The attached information contains certain tables and other statistical analyses (the “Computational Materials”) which have been prepared in reliance upon information furnished by the Mortgage Loan Sellers. Numerous assumptions were used in preparing the Computational Materials, which may or may not be reflected herein. As such, no assurance can be given as to the Computational Materials’ accuracy, appropriateness or completeness in any particular context; or as to whether the Computational Materials and/or the assumptions upon which they are based reflect present market conditions or future market performance. The Computational Materials should not be construed as either projections or predictions or as legal, tax, financial or accounting advice. You should consult your own counsel, accountant and other advisors as to the legal, tax, business, financial and related aspects of a purchase of these securities. Any weighted average lives, yields and principal payment periods shown in the Computational Materials are based on prepayment and/or loss assumptions, and changes in such prepayment and/or loss assumptions may dramatically affect such weighted average lives, yields and principal payment periods. In addition, it is possible that prepayments or losses on the underlying assets will occur at rates higher or lower than the rates shown in the attached Computational Materials. The specific characteristics of the securities may differ from those shown in the Computational Materials due to differences between the final underlying assets and the preliminary underlying assets used in preparing the Computational Materials. The principal amount and designation of any security described in the Computational Materials are subject to change prior to issuance.
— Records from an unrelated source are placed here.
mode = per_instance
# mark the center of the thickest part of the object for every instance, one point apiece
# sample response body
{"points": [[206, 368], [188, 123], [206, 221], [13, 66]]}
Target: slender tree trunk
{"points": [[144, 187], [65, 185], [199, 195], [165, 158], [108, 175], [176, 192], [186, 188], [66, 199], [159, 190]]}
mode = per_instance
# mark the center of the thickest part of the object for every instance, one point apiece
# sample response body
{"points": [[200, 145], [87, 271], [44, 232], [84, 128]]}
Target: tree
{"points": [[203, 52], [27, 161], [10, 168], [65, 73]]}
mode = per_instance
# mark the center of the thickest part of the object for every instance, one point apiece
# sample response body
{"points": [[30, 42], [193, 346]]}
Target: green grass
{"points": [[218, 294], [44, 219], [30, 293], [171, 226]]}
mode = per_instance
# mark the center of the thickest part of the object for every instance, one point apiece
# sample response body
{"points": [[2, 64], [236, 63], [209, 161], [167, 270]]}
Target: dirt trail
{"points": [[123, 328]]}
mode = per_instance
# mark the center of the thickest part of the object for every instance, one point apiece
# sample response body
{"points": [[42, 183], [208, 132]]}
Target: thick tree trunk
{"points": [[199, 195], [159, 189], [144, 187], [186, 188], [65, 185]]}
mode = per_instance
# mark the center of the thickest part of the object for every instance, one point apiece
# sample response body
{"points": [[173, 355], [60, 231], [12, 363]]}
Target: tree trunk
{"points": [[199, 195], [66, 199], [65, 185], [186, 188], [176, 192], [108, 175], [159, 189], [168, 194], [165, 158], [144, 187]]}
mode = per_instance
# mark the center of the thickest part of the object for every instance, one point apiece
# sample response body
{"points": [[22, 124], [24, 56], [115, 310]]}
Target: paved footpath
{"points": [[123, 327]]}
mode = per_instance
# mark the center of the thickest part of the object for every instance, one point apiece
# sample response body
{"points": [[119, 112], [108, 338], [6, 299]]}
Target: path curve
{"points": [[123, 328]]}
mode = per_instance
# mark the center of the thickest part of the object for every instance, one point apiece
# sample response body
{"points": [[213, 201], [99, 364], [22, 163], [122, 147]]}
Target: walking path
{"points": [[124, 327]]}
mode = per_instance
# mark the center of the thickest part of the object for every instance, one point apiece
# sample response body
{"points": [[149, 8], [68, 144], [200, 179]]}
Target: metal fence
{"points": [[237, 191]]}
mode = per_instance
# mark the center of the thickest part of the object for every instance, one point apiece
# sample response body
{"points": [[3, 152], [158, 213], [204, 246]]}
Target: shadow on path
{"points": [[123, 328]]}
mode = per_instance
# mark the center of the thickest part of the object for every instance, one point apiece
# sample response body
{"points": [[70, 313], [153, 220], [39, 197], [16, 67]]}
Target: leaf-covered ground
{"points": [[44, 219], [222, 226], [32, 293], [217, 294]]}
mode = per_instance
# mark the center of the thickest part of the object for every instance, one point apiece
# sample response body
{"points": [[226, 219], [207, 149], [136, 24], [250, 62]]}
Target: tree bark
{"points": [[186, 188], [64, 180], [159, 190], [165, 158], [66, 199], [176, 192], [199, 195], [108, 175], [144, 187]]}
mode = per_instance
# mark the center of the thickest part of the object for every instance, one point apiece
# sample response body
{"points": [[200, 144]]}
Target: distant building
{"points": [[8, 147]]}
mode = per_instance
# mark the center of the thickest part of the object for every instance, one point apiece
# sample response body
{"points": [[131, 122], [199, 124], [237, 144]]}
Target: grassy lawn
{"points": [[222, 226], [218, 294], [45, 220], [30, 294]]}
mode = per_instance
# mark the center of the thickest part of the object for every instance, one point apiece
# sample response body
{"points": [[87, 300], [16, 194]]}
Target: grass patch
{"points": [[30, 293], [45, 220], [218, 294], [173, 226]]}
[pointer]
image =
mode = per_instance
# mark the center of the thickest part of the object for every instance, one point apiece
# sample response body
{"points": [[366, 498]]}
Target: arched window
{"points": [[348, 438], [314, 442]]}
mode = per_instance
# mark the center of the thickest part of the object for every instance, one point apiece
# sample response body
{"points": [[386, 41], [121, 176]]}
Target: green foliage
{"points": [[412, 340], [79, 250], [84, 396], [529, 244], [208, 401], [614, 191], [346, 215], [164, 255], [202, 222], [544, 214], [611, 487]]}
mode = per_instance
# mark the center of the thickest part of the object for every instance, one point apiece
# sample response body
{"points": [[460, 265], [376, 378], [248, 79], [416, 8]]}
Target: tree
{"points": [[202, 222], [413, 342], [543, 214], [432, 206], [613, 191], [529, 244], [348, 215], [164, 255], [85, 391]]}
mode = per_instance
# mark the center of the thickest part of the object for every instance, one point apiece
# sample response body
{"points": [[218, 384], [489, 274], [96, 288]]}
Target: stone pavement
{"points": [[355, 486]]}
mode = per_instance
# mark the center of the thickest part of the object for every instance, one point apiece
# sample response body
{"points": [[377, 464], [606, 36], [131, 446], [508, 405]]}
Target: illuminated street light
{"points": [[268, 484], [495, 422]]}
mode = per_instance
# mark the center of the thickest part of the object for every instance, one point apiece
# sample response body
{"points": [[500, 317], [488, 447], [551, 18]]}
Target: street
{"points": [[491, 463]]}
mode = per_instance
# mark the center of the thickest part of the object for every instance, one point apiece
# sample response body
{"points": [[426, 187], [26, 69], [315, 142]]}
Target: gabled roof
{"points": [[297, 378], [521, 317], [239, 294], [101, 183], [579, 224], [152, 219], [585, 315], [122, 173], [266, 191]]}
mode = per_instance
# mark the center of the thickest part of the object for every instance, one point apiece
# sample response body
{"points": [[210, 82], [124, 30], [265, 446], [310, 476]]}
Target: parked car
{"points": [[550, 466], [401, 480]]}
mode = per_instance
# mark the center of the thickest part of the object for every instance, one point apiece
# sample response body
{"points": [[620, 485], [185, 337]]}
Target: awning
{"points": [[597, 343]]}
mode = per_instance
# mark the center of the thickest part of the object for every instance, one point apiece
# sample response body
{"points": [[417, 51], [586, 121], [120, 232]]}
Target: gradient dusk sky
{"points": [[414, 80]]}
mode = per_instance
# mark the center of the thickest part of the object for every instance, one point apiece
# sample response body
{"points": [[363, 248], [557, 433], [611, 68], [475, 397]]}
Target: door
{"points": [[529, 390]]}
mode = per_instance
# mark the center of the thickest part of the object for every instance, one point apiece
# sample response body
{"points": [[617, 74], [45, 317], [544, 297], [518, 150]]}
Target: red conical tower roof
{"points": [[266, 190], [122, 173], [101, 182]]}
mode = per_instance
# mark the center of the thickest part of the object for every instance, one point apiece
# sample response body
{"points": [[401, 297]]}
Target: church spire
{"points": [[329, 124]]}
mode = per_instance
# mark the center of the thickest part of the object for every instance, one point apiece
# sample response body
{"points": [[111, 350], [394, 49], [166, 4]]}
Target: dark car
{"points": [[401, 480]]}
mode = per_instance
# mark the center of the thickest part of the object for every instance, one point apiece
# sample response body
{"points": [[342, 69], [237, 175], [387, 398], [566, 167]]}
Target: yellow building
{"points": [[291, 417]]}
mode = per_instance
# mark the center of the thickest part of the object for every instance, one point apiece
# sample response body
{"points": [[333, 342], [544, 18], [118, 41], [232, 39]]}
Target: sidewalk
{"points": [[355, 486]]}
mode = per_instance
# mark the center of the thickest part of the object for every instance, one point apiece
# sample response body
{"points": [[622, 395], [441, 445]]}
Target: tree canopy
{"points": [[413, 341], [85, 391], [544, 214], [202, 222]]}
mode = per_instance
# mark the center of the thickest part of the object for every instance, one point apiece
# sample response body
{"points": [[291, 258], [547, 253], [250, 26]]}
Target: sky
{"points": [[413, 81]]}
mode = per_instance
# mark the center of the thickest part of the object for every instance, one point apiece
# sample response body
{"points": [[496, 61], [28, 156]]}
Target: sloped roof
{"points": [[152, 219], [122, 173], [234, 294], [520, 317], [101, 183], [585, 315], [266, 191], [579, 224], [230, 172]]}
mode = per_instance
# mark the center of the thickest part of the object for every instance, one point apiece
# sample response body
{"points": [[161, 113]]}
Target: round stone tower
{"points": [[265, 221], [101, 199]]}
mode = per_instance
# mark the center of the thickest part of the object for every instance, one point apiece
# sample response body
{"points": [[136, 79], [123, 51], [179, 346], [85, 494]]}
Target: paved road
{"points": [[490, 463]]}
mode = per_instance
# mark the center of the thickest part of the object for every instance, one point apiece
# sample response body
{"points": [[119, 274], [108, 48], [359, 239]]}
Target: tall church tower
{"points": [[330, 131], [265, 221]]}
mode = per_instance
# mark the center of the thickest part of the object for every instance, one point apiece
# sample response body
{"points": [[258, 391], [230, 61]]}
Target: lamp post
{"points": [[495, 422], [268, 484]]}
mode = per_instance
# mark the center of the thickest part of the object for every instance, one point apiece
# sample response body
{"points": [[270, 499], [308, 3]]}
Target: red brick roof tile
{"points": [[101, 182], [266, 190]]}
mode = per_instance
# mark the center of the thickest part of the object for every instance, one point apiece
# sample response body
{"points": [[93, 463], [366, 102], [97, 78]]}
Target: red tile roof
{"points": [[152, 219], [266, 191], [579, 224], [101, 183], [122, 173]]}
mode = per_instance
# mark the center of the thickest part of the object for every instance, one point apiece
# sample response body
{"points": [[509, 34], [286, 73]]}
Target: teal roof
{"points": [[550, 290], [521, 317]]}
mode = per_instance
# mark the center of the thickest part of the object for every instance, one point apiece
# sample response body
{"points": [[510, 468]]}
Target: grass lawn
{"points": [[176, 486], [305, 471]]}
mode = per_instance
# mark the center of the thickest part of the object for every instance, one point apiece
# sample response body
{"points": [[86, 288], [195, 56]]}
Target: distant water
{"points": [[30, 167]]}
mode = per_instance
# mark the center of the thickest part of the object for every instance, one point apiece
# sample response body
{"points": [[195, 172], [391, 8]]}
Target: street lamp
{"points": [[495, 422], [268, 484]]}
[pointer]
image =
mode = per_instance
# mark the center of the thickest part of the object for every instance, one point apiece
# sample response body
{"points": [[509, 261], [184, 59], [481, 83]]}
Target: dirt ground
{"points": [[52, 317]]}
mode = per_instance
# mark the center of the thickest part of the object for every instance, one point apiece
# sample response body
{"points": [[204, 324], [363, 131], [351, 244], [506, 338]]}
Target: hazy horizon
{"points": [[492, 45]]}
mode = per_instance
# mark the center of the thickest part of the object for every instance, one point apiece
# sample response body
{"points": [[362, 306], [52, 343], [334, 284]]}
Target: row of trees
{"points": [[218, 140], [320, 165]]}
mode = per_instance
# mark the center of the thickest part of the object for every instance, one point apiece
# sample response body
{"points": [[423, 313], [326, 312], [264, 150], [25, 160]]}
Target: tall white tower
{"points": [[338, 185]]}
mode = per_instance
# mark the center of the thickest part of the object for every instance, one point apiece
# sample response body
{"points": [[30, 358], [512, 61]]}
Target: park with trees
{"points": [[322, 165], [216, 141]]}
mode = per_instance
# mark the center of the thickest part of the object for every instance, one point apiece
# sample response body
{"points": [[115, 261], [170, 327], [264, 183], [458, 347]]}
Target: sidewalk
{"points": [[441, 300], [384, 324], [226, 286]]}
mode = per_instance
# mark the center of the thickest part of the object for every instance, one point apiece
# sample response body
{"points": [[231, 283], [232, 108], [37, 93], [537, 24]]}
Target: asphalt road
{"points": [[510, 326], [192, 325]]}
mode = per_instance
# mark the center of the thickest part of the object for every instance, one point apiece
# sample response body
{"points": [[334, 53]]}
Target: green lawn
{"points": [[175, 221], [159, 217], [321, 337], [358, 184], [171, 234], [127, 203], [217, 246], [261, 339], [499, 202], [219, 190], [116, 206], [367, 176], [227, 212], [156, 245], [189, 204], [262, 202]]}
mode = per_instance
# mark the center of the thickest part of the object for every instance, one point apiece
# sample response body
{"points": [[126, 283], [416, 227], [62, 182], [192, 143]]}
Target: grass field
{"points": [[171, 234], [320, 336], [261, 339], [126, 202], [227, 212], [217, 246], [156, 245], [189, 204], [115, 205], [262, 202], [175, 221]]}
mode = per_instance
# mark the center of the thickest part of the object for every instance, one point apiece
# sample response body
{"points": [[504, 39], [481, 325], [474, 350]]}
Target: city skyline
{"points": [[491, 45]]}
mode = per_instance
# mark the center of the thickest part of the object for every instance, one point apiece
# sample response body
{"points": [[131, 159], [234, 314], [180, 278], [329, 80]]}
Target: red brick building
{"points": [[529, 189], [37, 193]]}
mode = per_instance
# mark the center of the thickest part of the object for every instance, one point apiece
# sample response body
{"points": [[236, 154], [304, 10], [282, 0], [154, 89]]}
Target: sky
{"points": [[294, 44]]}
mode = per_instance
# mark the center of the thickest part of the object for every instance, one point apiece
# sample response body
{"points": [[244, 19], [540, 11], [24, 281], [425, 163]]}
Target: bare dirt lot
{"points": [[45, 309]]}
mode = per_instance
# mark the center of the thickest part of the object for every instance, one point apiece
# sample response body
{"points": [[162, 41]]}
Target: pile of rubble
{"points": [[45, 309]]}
None of Underwriters or any of their respective affiliates makes any representation or warranty as to the actual rate or timing of payments or losses on any of the underlying assets or the payments or yield on the securities.

 

This document contains forward-looking statements. Those statements are subject to certain risks and uncertainties that could cause the success of collections and the actual cash flow generated to differ materially from the information set forth herein. While such information reflects projections prepared in good faith based upon methods and data that are believed to be reasonable and accurate as of the dates thereof, the issuer undertakes no obligation to revise these forward-looking statements to reflect subsequent events or circumstances. Individuals should not place undue reliance on forward-looking statements and are advised to make their own independent analysis and determination with respect to the forecasted periods, which reflect the issuer’s view only as of the date hereof. 

 

IMPORTANT NOTICE RELATING TO AUTOMATICALLY GENERATED EMAIL DISCLAIMERS 

 

Any legends, disclaimers or other notices that may appear at the bottom of the email communication to which this free writing prospectus is attached relating to (1) these materials not constituting an offer (or a solicitation of an offer), (2) no representation being made that these materials are accurate or complete and may not be updated or (3) these materials possibly being confidential, are not applicable to these materials and should be disregarded. Such legends, disclaimers or other notices have been automatically generated as a result of these materials having been sent via Bloomberg or another system.